For my share I would like to kill one of them, and it is the Kaiser himself; I assure you that I would do it gladly. My dear Henriette, I say "au revoir" to you today.
Maman and Lili send you their best kisses. A big kiss from your fragile
MADELEINE.
P.S.—It is a good thing that I am always so cheerful and contented. It happens sometimes that I can make Jeanne and Helene forget, and I give them a little hope.
"It Is for Us and for France"
[From The New York Sun.]
LONDON, Oct. 14.—To those who believe, as Germans would have the world believe, that the French Nation is decadent, fit only to disappear from the face of the earth, the following letter, simple as any letter can be, yet full of the Spartanlike qualities that even a German must admire, will serve as an inspiration.
It was written to a French soldier by his sister. The soldier showed it to his officer, who was so pleased that he had it published anonymously for the troops. One of the men at the front has sent the letter to The Times. A translation of it follows:
Sept. 4, 1914.
M Y dear Edward: I hear that Charles and Lucien died on Aug. 28; Eugene is very badly wounded; Louis and Jean are dead also. Rose has disappeared.
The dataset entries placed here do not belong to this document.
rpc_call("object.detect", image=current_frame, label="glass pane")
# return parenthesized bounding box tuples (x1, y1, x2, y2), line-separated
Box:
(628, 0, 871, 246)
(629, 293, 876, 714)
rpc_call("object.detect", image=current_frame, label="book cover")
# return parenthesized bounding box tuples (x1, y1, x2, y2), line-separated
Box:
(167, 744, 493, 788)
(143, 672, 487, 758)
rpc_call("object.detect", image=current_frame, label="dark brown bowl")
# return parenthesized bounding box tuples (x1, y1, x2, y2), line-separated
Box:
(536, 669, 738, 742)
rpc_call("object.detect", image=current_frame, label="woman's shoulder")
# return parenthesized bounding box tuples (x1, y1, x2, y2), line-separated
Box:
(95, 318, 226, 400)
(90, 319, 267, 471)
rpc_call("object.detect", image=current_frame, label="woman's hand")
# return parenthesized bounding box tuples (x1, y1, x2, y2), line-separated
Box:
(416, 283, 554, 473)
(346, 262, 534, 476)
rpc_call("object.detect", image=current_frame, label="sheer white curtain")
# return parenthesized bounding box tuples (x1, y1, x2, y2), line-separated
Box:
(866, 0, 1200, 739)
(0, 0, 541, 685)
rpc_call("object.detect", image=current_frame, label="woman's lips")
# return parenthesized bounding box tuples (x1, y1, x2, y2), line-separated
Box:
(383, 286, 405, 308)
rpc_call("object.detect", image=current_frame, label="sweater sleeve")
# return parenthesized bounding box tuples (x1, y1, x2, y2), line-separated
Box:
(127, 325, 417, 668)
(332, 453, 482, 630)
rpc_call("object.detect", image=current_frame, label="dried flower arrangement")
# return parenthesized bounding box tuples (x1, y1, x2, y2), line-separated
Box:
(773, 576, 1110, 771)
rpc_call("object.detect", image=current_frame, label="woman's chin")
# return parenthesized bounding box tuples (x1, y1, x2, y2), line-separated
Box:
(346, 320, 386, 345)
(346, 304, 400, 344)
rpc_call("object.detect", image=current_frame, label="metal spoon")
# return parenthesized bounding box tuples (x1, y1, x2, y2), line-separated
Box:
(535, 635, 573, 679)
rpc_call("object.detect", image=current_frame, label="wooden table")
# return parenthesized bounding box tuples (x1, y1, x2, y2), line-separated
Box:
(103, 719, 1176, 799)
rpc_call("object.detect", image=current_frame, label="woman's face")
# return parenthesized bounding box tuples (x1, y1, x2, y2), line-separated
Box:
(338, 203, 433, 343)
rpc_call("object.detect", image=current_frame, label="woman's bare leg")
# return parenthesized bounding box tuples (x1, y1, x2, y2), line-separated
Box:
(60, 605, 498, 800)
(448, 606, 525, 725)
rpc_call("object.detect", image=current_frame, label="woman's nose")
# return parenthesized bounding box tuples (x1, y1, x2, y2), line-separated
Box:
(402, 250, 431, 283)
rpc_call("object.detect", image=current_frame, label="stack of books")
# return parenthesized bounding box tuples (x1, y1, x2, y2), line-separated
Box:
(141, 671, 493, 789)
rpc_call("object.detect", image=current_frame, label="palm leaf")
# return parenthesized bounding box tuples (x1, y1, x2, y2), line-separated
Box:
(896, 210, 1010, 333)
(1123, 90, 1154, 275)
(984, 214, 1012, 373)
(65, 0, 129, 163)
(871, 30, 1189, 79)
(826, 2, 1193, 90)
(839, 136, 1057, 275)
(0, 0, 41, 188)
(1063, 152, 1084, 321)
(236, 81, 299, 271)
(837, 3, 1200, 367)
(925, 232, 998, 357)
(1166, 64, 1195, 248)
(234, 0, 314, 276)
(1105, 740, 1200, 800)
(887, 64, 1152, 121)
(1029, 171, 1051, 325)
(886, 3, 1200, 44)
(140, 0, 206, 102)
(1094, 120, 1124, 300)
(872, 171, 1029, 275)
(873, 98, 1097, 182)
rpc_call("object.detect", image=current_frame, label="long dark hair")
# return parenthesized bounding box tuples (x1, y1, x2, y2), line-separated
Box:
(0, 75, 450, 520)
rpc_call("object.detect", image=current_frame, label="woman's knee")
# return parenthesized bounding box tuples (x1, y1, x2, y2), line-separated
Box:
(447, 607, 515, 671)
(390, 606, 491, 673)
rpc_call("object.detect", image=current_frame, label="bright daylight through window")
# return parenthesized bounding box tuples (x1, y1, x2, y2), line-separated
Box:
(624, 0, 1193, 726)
Mamma weeps. She says that you are strong, and begs you to go to avenge them.
I hope your officers will not refuse you permission. Jean had the Legion of Honor; succeed him in this.
Of the eleven of us who went to the war eight are dead. My dear brother, do your duty, whatever is asked of you. God gave you your life, and He has the right to take it back; that is what mamma says.
We embrace you with all our heart and long to see you again.
The Prussians are here. Young Joudon is dead; they have pillaged everything. I have come back from Gerbervillers, which is destroyed. The brutes!
Now, my dear brother, make the sacrifice of your life. We have hope of seeing you again, for something gives me a presentiment and tells me to hope.
We embrace you in all our hearts. Adieu and au revoir, if God permits.
THY SISTER.
It is for us and for France.
Think of your brothers and of grandfather in '70.